NSE is of the original generic IN11 kind, which is the technique with the largest potential to extend the resolution beyond current limits. The instrument possesses a number of unique features:
A moderator detector distance of 18 m yields a frame width of Δλ = 0.366 nm. The resolution of τ_max= 350 ns shall be obtained for λ > 1.8 nm (g = 1.8). In addition, due to the TOF λ separation the wavelength dependent part of the Q-resolution is an order of magnitude better than at reactor instruments [3]. Exploiting that the Fourier time τ∼λ^3 a subsequent use of various frames covering 0.25 < λ/nm < 2.0 and a variation of the magnetic field (integral) by a factor >1000 a huge dynamical range is achieved. By automatic setup procedures, the change of wavelength frames will be a routine operation with negligible time delay. The inherent change of Q(λ)∼1/λ fortunately complies with the usual dispersion of relaxation rates Γ∼Q2.Q4. An area-sensitive fast detector of 30 cm in diameter covers a solid angle of ΔΩ > 4° × 4° and ensures an efficient data collection rate. The magnetic stray field of the main coils is compensated down to 1 to 1.5 × 10-4T in a 1.5m distance. Thereby, it becomes possible to enclose the instrument area by a magnetic shielding, which ensures a stable and reliable operation. The latter also depends on a rigid mechanical design. The thus achieved signal stability is an utterly important but often overlooked quality.

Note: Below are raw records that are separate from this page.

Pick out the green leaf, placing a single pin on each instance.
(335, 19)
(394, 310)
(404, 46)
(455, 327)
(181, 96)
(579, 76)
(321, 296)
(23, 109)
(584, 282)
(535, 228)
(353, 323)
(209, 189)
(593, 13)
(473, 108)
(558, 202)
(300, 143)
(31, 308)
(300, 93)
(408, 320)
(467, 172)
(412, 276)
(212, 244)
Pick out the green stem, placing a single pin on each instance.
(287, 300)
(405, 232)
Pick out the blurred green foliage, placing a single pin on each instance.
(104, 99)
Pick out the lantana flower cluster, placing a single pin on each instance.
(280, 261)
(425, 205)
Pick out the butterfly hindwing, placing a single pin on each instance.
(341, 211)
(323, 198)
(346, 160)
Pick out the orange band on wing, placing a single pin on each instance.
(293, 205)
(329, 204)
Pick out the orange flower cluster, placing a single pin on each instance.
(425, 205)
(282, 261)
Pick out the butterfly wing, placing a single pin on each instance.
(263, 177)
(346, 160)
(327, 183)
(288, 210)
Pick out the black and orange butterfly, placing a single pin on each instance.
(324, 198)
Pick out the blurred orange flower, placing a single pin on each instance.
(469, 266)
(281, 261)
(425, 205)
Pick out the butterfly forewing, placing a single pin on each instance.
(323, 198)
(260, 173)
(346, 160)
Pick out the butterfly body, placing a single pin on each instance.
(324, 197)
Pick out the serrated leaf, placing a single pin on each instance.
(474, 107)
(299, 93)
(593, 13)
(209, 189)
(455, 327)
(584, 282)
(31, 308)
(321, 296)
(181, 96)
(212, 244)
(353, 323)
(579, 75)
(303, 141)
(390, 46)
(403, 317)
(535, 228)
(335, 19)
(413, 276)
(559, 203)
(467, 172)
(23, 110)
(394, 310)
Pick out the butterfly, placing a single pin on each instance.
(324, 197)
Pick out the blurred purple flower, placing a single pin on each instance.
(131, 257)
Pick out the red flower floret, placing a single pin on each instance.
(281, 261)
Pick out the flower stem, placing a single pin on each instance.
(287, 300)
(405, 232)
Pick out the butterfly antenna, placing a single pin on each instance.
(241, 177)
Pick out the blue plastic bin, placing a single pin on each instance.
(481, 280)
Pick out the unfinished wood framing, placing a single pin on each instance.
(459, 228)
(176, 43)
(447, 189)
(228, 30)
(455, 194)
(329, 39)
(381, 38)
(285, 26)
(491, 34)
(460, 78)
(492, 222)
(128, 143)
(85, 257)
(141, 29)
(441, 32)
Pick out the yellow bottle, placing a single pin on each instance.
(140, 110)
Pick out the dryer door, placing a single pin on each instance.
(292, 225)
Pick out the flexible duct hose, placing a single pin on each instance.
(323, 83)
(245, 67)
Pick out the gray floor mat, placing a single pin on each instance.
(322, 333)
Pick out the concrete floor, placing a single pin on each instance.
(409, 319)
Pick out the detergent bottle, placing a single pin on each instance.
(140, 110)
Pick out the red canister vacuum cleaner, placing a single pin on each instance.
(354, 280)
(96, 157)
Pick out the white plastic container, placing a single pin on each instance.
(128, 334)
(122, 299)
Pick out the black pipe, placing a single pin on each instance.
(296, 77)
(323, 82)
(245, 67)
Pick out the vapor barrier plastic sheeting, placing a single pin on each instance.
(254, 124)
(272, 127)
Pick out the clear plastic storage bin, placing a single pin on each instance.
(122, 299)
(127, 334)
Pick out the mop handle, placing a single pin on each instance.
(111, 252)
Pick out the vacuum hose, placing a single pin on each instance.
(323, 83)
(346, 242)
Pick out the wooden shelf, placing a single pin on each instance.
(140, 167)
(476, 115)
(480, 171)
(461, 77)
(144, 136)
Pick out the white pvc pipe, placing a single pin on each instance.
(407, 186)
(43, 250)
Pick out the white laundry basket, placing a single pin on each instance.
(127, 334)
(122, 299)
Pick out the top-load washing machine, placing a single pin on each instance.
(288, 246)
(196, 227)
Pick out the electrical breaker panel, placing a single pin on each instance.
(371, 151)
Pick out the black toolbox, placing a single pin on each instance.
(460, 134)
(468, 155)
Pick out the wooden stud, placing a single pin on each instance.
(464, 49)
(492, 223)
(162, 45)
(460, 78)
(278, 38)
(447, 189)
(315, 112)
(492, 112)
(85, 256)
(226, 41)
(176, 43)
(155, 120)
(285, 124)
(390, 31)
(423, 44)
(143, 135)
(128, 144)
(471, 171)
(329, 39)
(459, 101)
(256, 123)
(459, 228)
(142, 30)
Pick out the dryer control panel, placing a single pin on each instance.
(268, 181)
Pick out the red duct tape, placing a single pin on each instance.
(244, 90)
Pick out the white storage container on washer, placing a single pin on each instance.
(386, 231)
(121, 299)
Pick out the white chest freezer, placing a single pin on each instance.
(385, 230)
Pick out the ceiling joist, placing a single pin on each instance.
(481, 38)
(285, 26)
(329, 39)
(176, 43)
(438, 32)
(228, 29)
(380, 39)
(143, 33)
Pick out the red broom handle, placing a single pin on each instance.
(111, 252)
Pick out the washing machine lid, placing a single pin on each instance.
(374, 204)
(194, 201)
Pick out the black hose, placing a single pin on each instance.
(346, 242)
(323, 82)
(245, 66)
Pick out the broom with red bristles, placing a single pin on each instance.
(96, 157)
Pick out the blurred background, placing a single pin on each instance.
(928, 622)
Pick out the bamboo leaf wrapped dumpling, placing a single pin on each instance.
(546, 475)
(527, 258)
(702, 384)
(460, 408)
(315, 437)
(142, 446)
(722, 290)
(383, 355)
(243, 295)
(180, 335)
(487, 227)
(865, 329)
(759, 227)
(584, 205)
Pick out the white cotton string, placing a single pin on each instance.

The placement of components along the beam line is shown in one of the publications. The neutron guide section starts with the shutter insert at about 2.5 m distance from the cold coupled moderator. Guides are Ni-coated and have a cross section of 4 cm (width) × 8 cm (height). A chopper system consisting of four choppers selects the required wavelength frame. Between the first and second chopper a short polarizing bender is located that introduces a bend of the beam line of 3.5° out of the direct line of sight. For different wavelength ranges —each covering several frames—different solid state microbenders are required. For that purpose, 3 benders are situated in a revolver. A fourth position of the revolver (length ∼0.5 m) serves as auxiliary shutter. After the benders a guide field in the neutron guide field preserves the polarization. Between the last (4rd) chopper the guide field is rotated from vertical to longitudinal direction. The expected flux on the sample has been determined using the VITESS Monte-Carlo code, the result is shown at left. The time-averaged intensity on the sample will be respectively higher than the flux at the high flux ILL instrument IN11. The maximum Fourier time of 350 ns requires the use of long wavelengths up to 1.8 nm in combination with a large magnetic precession field (1 Tm).
The "primary" shielding sector around the neutron guide ends at about 10 to 11 m. The following NSE area is enclosed by a combined magnetic and radiation shielding. The functional components are located on three separate mechanical carriers: first arm, sample stage, and second arm. The carriers move on air pads on a special granite floor (tanzboden). The main solenoids, one on each arm, each consist of two concentric cylindrical superconducting coils that provide high field integrals in combination with compensation for lowest stray field. Flippers limit the precession paths. They are operated with current ramps that are adapted to the time varying wavelength within the selected frame. For low Q-SANS, an optional converging collimator in front of the sample is installed.
After traversing the last π/2-flipper, the neutrons enter a combination of background suppression collimator and the analyser, before those with the right final spin polarization hit the detector. The scattering arm has to be rotated around the sample position in order to realize a reasonable momentum transfer (Q) range. This determines the lateral space requirements. The instrument use has to be restricted to a maximum scattering angle of about 83° in order not to violate its sector boundaries.